Mi tío Arturo Jaramillo, liberal, maestro de escuela primaria, principal soporte económico de la familia, llena de solteronas, viudas y sobrinos con afugias económicas, estuvo obligado a suscribirse al “Diario Oficial”. El tal diario era un gordo mamotreto difícil de cargar y de leer, que le descontaban de su escuálido sueldo.
Escuché a mi tío quejarse de Gurropín, del régimen castrense, del maltrato al Libertador al subordinar su imagen a la del dictador, de las presiones oficiales. Esto se sumaba a su rechazo a todo lo que consideraba autoritario como los militares y los curas. Parodiaba un conocido canto religioso y gozaba repitiéndolo en tono irónico: “el 13 de junio la Virgen María cambió al presidente por un policía, Ave, Ave, Ave María”. Sufría por tener que asistir, obligatoriamente, como maestro de escuela pública, al interminable tedeum (acto solemne religioso de alabanza a Dios) anual organizado por la curia católica cada 20 de julio con la avasalladora presencia de los todopoderosos militares que asistían a la ceremonia para ser honrados con nubes de incienso. Al tío le olía todo eso a puro franquismo, a puro oportunismo.
El mamotrético periódico oficial reposaba en un arrume en el cuarto de trebejos esperando su uso como material básico para hacer máscaras, monigotes, juguetes didácticos para animar las clases del maestro y para hacer desproporcionadas casas, castillos y puentes para el tradicional pesebre navideño. El elemento para darle vida a estas creaciones era el “engrudo”, una pócima mágica, barato pegamento doméstico mezcla de harina de yuca y agua, con el cuál se empapaba el periódico para transformarlo en una masa moldeable. Cuando elaborábamos los figurines todo se tornaba pegajoso: los artistas nos movíamos en una masa viscosa, mezclada con pedazos de papel, cartón y con los mil colores que les daban el toque final a los engendros.
Al final, el mejor uso que se le dio a la forzosa suscripción, junto con los ejemplares de los vecinos, fue una gran fogata en la calle para celebrar la caída de la dictadura en 1957. Querían que ardiera todo lo “oficial”. Fue una fiesta cerca de las llamas, que bien simbolizaban un deseo de purificación colectivo.

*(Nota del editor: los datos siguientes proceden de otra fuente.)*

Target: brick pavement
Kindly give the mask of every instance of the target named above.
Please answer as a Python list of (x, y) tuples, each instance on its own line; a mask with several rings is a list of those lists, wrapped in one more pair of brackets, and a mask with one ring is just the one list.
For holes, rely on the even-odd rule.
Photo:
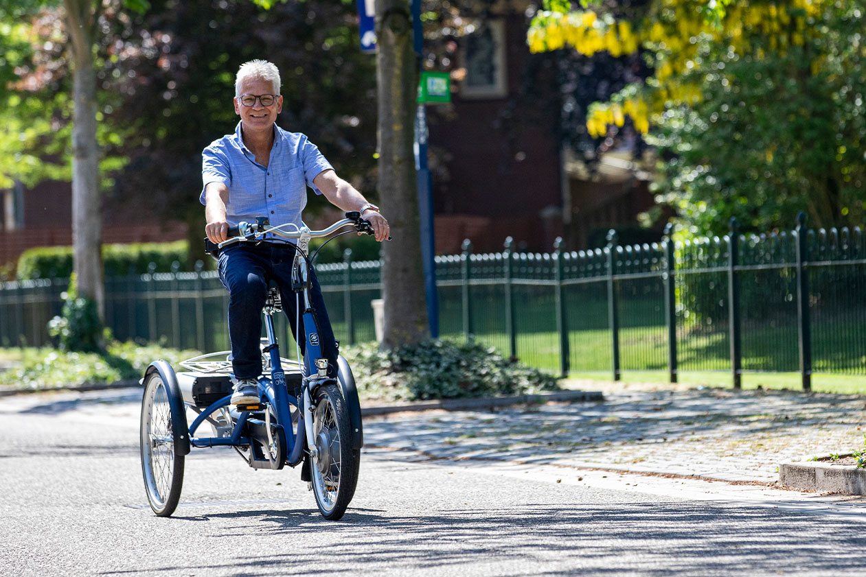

Los felices colindantes bailábamos tomados de las manos, interrumpiendo el tráfico. En medio de aplausos, giraban por la derecha y mi tío protestaba porque de lo que se trataba era de dar un imposible giro a la izquierda. Yo participé alegremente creyendo estar en un rito medieval quemando herejes, santificando el mundo en una alucinante ceremonia. Al dormirme mi cama olía a humo y a réprobos quemados.